Breeding Potatoes for More Calcium

Have you ever cut into a potato to find a dark spot or hollow part? Early research shows that these defects are likely the result of calcium deficiencies in the potato—and that tuber calcium is genetically linked to tuber quality.

Neither consumers at grocery stores nor chip and fry manufacturers want these low-calcium defects. In addition to the obvious cosmetic issues, these potatoes are more likely to rot.

Most farmed varieties of potatoes have naturally low levels of calcium. So researchers at the USDA-ARS and University of Wisconsin-Madison, including Shelley Jansky, John Bamberg and Jiwan Palta, looked to wild potatoes. Their purpose: to breed new potato cultivars with high calcium levels.

Many wild potato relatives are still present in South America. Their presence means growers’ potato plants in that region often exchange genes with wild species.

“That’s a way they continue to evolve as the climate changes or as disease and pest patterns change,” says Jansky. “But in the U.S. we have removed our potatoes from that environment. We have to breed new genes in from these wild relatives when we want to improve our cultivars.”

These wild relatives are an invaluable resource for scientists across the country.

“If you go down there and drive along the roadside you can see these weedy, wild plants growing along the roads and fields,” says Jansky. “Whenever we have looked for any trait in wild potato species, we have been able to find it.”

And so it was with searching for a high-calcium potato. The team found a wild potato with almost seven times as much calcium as typically grown varieties. The next job was to isolate the calcium trait. Jansky and her colleagues interbred the high- and low-calcium potatoes. The resulting generations showed a molecular marker—a pattern in the plant’s natural DNA. This pattern led researchers to the plant’s calcium trait.

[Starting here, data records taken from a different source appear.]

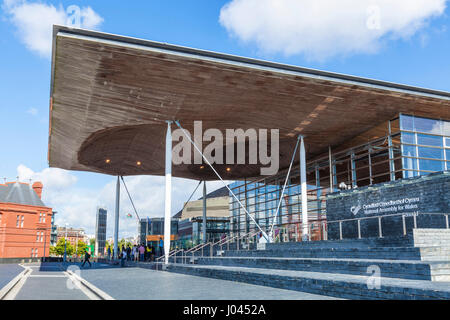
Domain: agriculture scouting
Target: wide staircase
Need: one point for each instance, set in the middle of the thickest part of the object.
(415, 266)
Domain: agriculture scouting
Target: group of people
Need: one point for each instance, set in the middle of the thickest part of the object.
(136, 253)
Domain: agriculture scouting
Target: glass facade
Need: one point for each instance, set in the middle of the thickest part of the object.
(404, 147)
(425, 145)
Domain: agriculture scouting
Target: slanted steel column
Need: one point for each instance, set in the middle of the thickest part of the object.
(116, 220)
(305, 233)
(168, 200)
(204, 212)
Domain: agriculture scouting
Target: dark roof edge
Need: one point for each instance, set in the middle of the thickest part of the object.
(250, 62)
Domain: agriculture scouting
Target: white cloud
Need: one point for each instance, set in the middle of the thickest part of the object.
(321, 29)
(32, 111)
(77, 206)
(34, 21)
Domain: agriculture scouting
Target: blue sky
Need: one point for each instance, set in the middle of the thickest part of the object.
(415, 54)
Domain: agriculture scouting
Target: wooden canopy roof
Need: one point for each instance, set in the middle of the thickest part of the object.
(111, 96)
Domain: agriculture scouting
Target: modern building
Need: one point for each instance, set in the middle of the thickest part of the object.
(25, 221)
(385, 157)
(358, 142)
(151, 230)
(190, 225)
(54, 232)
(100, 231)
(73, 235)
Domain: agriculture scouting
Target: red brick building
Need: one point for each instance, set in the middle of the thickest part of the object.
(25, 221)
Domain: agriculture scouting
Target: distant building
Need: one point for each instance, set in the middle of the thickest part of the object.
(100, 231)
(54, 231)
(73, 235)
(152, 229)
(25, 221)
(190, 225)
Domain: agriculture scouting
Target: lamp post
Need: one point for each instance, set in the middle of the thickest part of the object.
(65, 246)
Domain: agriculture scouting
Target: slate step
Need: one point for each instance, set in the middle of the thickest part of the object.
(402, 269)
(330, 284)
(394, 253)
(441, 253)
(398, 241)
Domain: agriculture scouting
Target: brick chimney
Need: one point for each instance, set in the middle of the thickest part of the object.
(37, 186)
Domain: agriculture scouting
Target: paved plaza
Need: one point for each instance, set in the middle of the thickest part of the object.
(132, 283)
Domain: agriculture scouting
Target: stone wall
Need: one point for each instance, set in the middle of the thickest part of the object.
(414, 196)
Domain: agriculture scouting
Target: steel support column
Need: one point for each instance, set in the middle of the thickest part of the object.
(116, 220)
(305, 233)
(168, 197)
(204, 212)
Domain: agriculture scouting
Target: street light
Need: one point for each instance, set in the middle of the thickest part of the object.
(65, 246)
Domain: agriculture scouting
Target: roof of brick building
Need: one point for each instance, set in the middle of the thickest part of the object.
(20, 193)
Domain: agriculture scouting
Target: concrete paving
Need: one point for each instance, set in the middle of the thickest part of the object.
(46, 282)
(8, 272)
(145, 284)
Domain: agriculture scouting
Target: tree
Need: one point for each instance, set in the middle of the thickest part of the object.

“Finding this marker will allow us—and other breeding programs—to make faster progress in breeding potato plants with high tuber calcium content,” says Jansky. “This has been difficult and time-consuming in the past. You have to grow all the populations, harvest tubers, and then analyze the tubers for the trait you are looking at—in this case, tuber calcium levels. And that’s a long, laborious process.”

A typical breeding program grows and assesses up to 100,000 seedlings every year. It takes 10 to 15 years to release a particular variety of crop plant. However, the process simplifies with known molecular markers.

“We can collect DNA from seedlings and check for these molecular markers,” says Yong Suk Chung, the first author of the study. “If you have the marker present, then you select those seedlings and save a tremendous amount of time and labor.”